[FEA] Further improvements to histogram-based median
A histogram-based median for 2D 8 and 16-bit integer images was implemented in #317. There are some areas where this could be further improved in the future.
improved boundary handling
The histogram-based median proposed in #317 currently requires some edge padding to handle all of the boundary conditions available. This padding prevents being able to directly write into a user-provided output array from the kernel. Ideally we would fully implement the boundary handling in the kernels to avoid the overhead of pre-padding before the kernel and cropping afterward.
extension to 3D data
It should be possible to extend this concept to 3D, but more care to stay within GPU memory limits will be required. I think one could store histograms on a per-plane rather than per-line basis in that case to reduce the number of histogram copies that need to be kept in-memory.
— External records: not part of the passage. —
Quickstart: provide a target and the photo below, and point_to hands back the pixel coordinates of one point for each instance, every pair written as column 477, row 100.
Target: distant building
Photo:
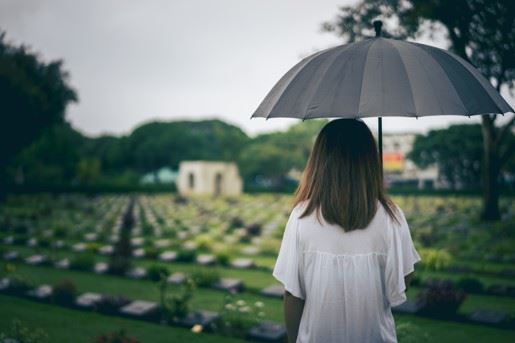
column 209, row 178
column 164, row 175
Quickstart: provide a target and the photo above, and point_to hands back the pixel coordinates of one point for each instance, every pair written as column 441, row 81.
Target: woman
column 346, row 252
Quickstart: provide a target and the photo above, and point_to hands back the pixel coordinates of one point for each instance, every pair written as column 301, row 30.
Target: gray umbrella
column 381, row 77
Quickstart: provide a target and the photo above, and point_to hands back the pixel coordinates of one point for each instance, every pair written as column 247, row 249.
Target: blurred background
column 138, row 200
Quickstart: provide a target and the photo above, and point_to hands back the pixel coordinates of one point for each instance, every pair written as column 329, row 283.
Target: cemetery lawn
column 85, row 326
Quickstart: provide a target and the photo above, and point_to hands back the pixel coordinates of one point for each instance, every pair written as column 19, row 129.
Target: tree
column 480, row 31
column 33, row 96
column 456, row 151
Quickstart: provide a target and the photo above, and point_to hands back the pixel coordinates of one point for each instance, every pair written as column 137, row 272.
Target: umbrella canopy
column 381, row 77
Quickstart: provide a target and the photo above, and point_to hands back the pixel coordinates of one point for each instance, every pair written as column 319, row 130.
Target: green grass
column 67, row 325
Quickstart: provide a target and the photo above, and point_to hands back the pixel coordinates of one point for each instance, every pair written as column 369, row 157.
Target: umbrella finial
column 378, row 24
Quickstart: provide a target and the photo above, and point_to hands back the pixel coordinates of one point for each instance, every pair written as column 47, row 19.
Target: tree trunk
column 491, row 171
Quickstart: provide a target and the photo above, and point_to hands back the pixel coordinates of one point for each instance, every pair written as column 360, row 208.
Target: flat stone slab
column 101, row 267
column 176, row 278
column 274, row 291
column 229, row 284
column 206, row 260
column 488, row 316
column 79, row 247
column 63, row 263
column 140, row 308
column 106, row 250
column 36, row 260
column 11, row 255
column 137, row 273
column 88, row 300
column 243, row 263
column 200, row 317
column 41, row 292
column 268, row 331
column 168, row 256
column 138, row 253
column 409, row 306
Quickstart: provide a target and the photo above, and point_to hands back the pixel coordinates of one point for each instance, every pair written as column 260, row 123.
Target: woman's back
column 349, row 280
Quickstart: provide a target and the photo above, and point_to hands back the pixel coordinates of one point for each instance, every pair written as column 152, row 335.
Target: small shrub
column 470, row 285
column 21, row 334
column 205, row 277
column 156, row 271
column 84, row 262
column 115, row 337
column 64, row 292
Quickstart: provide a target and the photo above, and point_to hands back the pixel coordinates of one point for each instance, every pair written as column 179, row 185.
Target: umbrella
column 380, row 77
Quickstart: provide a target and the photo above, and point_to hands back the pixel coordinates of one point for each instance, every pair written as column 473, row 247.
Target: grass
column 67, row 325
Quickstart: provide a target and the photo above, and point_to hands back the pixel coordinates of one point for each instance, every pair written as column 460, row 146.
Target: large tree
column 480, row 31
column 33, row 96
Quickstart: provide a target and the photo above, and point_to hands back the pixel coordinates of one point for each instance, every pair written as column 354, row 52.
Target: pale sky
column 133, row 61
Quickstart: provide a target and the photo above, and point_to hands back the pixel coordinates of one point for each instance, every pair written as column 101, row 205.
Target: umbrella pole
column 380, row 141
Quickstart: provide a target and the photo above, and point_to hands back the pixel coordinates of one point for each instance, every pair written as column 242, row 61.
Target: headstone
column 41, row 292
column 90, row 237
column 229, row 284
column 206, row 260
column 11, row 255
column 88, row 300
column 36, row 260
column 274, row 291
column 106, row 250
column 200, row 317
column 79, row 247
column 101, row 267
column 137, row 273
column 63, row 264
column 243, row 263
column 140, row 309
column 176, row 278
column 409, row 306
column 138, row 253
column 488, row 316
column 268, row 332
column 168, row 256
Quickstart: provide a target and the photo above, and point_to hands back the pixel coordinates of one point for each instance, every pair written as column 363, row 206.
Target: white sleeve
column 400, row 259
column 288, row 266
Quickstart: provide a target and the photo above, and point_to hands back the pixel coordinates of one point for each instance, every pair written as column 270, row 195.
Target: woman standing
column 347, row 252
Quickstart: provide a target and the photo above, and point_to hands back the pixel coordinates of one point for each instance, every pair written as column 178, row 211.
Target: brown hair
column 343, row 178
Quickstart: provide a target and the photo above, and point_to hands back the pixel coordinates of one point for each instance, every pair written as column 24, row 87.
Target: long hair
column 343, row 179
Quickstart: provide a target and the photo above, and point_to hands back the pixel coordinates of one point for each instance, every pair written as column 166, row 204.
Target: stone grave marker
column 243, row 263
column 88, row 300
column 168, row 256
column 268, row 331
column 140, row 309
column 101, row 267
column 206, row 259
column 176, row 278
column 274, row 291
column 229, row 284
column 41, row 292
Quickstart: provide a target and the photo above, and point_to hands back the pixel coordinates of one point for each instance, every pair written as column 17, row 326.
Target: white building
column 209, row 178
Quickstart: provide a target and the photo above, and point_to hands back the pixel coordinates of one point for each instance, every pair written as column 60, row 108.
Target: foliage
column 115, row 337
column 434, row 259
column 21, row 334
column 456, row 151
column 238, row 316
column 175, row 306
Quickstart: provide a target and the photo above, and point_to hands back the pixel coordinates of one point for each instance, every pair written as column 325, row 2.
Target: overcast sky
column 135, row 61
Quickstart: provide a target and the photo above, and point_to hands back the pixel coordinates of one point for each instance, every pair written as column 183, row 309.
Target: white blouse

Use CUB for Histogram operations
Look into using CUB's BlockScan or similar for the histogram median lookups
Extend testing with 16-bit ranges beyond 10-bit depth
Locally 12-bit range (e.g. [0, 4096] as common in DICOM) works, but testing with a range of values larger than 1024 fails on remote tests. We need to investigate why this is.
Also, I don't think we currently use them anywhere in cuCIM, but this same implementation from #317 can also be used to accelerate CuPy's percentile_filter or rank_filter just by changing the median_pos variable passed to a kernel to a position that corresponds to the desired rank.